ETX101, a targeted gene regulation therapy developed by Encoded Therapeutics, showed durable seizure reduction and early neurodevelopmental gains in children with SCN1A-positive Dravet syndrome during the Phase I/II POLARIS trial. Data were presented at the American Society of Gene and Cell Therapy (ASGCT) Presidential Symposium, underscoring the therapy's potential for this severe epileptic encephalopathy.
The POLARIS trial enrolled pediatric patients with confirmed SCN1A mutations, a key driver of Dravet syndrome. Results demonstrated consistent seizure reduction alongside developmental progress, including improvements in motor and cognitive skills. No new safety signals emerged, supporting the therapy's tolerability. Dravet syndrome, which typically emerges in infancy, is marked by frequent, drug-resistant seizures and developmental delays.
Encoded Therapeutics designed ETX101 to upregulate expression of the healthy SCN1A allele, a novel regulatory approach distinct from traditional gene replacement. The therapy is administered intrathecally and has received Rare Pediatric Disease and Orphan Drug designations from the FDA, positioning it for accelerated review. A pivotal trial is expected to follow the positive Phase I/II data.

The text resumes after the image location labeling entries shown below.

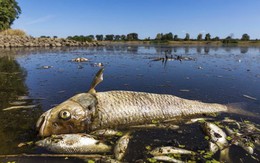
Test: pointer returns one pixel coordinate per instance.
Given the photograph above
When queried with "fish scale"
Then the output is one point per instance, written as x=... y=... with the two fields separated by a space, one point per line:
x=116 y=108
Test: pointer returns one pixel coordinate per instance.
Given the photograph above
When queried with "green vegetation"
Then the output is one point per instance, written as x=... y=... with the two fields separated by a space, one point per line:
x=13 y=32
x=9 y=11
x=82 y=38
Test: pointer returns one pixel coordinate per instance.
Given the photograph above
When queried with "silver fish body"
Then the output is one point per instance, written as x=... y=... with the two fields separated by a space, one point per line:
x=170 y=150
x=114 y=109
x=73 y=143
x=121 y=147
x=125 y=108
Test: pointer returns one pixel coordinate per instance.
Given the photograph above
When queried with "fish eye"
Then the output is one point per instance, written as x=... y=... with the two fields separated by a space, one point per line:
x=65 y=115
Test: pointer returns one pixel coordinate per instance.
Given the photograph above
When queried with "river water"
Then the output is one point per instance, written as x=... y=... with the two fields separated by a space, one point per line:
x=214 y=74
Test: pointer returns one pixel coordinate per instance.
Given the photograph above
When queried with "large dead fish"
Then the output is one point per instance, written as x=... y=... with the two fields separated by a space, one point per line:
x=86 y=112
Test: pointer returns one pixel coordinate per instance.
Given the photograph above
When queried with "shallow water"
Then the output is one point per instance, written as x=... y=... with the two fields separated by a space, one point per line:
x=217 y=74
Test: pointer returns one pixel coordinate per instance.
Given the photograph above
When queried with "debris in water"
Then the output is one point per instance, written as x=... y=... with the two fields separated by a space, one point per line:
x=20 y=107
x=17 y=103
x=250 y=97
x=184 y=90
x=45 y=67
x=80 y=59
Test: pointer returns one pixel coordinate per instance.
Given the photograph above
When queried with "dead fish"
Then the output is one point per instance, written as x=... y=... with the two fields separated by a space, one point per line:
x=250 y=97
x=121 y=147
x=20 y=107
x=17 y=103
x=45 y=67
x=218 y=140
x=86 y=112
x=106 y=132
x=167 y=159
x=216 y=134
x=194 y=120
x=242 y=142
x=73 y=143
x=157 y=126
x=80 y=59
x=170 y=150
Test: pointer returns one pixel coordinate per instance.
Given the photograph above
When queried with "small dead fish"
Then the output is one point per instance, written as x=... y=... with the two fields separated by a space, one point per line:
x=167 y=159
x=80 y=59
x=242 y=142
x=121 y=147
x=73 y=143
x=216 y=134
x=17 y=103
x=20 y=107
x=45 y=67
x=157 y=126
x=194 y=120
x=170 y=150
x=218 y=141
x=106 y=132
x=250 y=97
x=184 y=90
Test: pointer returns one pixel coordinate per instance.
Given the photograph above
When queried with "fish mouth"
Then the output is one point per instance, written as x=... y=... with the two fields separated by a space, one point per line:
x=41 y=123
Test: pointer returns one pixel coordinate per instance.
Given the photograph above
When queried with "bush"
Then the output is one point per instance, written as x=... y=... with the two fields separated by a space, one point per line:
x=13 y=32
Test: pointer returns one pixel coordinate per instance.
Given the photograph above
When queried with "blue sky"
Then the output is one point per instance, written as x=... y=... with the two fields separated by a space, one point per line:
x=145 y=17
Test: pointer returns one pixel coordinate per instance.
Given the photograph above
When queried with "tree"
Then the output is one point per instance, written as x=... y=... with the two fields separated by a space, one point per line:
x=109 y=37
x=9 y=11
x=199 y=38
x=132 y=36
x=207 y=37
x=117 y=37
x=99 y=37
x=216 y=39
x=245 y=37
x=167 y=36
x=158 y=36
x=175 y=38
x=123 y=37
x=187 y=37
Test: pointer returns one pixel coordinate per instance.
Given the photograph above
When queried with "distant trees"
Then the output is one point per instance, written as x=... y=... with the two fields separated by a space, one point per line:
x=187 y=37
x=199 y=38
x=9 y=11
x=175 y=38
x=245 y=37
x=132 y=36
x=100 y=37
x=160 y=37
x=123 y=37
x=82 y=38
x=117 y=37
x=207 y=37
x=109 y=37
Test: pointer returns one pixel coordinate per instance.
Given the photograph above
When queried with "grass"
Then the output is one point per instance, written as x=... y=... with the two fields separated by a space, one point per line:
x=13 y=32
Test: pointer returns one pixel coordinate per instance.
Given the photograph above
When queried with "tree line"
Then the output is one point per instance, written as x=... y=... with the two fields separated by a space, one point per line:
x=159 y=37
x=10 y=10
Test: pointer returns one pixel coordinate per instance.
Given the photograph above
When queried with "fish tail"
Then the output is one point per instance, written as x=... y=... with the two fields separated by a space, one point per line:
x=224 y=156
x=240 y=109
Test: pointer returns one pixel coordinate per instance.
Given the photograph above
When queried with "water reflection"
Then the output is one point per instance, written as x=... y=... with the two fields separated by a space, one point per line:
x=220 y=76
x=18 y=125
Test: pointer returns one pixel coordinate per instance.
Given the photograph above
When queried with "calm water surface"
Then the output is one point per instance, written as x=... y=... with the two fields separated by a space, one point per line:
x=217 y=74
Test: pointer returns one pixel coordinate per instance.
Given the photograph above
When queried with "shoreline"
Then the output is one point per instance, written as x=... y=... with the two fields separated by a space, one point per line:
x=186 y=43
x=12 y=41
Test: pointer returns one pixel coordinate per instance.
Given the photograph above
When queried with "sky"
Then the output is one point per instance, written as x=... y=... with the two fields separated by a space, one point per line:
x=64 y=18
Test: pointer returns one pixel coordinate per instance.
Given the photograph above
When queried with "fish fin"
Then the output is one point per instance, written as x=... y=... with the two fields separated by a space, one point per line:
x=213 y=147
x=224 y=156
x=240 y=109
x=97 y=79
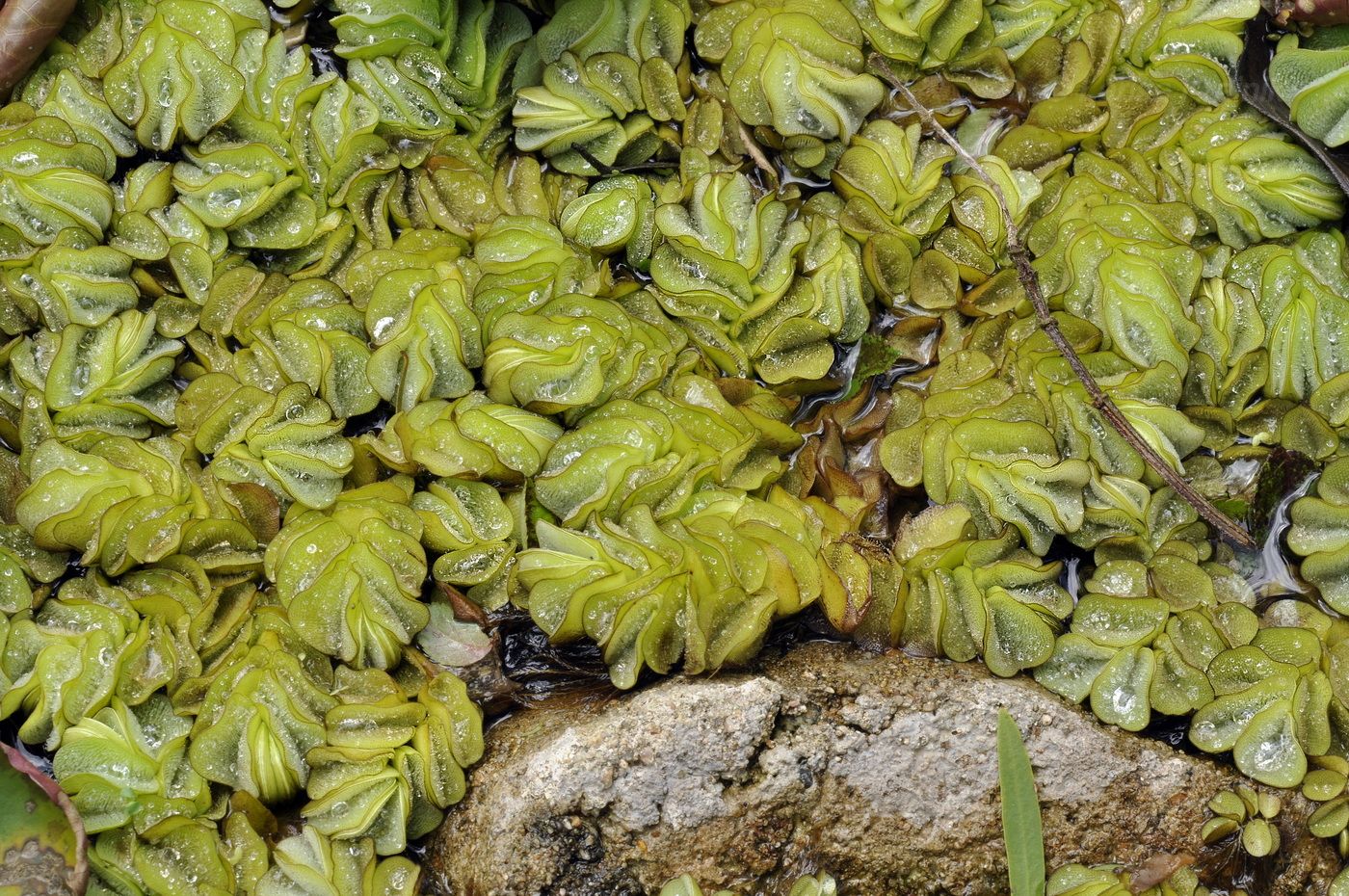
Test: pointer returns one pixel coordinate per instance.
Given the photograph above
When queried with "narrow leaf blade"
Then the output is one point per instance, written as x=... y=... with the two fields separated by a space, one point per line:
x=1021 y=829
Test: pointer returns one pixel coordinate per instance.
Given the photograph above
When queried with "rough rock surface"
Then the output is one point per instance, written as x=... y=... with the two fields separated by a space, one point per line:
x=880 y=770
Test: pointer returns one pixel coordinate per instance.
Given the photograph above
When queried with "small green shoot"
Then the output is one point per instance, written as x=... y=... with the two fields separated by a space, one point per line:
x=1021 y=831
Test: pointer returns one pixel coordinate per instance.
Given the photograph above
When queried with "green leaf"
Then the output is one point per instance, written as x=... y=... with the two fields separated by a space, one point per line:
x=1020 y=812
x=40 y=831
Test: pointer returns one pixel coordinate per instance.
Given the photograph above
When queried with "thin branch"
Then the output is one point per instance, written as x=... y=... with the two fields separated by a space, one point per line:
x=1031 y=283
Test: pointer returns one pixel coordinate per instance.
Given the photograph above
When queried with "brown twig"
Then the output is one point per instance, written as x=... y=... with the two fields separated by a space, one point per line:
x=26 y=29
x=1031 y=283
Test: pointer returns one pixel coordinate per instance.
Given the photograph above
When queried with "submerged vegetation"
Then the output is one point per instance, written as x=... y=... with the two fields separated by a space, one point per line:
x=336 y=329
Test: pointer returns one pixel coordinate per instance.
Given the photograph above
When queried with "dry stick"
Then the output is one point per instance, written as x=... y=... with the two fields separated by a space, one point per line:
x=1031 y=283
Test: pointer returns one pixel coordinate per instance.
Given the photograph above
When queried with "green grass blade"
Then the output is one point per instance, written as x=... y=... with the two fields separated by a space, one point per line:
x=1021 y=831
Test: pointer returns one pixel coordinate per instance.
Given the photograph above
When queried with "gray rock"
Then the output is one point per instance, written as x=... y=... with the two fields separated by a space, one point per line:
x=880 y=770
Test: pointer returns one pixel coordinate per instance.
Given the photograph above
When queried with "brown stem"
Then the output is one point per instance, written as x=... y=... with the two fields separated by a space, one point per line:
x=26 y=29
x=1031 y=283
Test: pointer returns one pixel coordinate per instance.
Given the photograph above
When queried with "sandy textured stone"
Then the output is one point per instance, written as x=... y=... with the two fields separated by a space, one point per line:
x=880 y=770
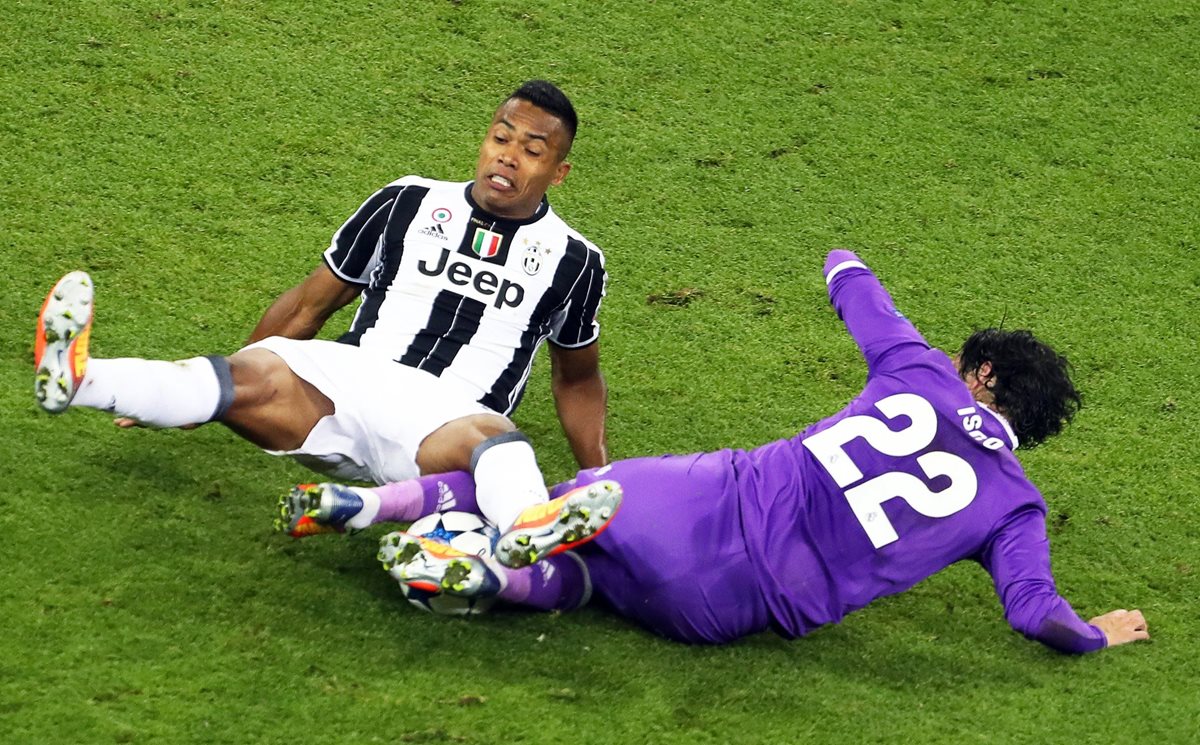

Encoded Therapeutics, a privately held firm, has not disclosed stock impact, but the data represent a significant de-risking event. The Dravet syndrome market is estimated to exceed $1.5 billion globally, with approved therapies including fenfluramine and cannabidiol-based drugs. ETX101's regulatory advantage could capture substantial market share if approved.
Experts caution that these are early-stage results from a small cohort, and long-term durability data are needed. The therapy's intrathecal delivery also carries procedural risks not associated with oral medications. Nonetheless, the molecular approach—modulating endogenous gene expression rather than replacing it—offers a paradigm shift for genetic epilepsies.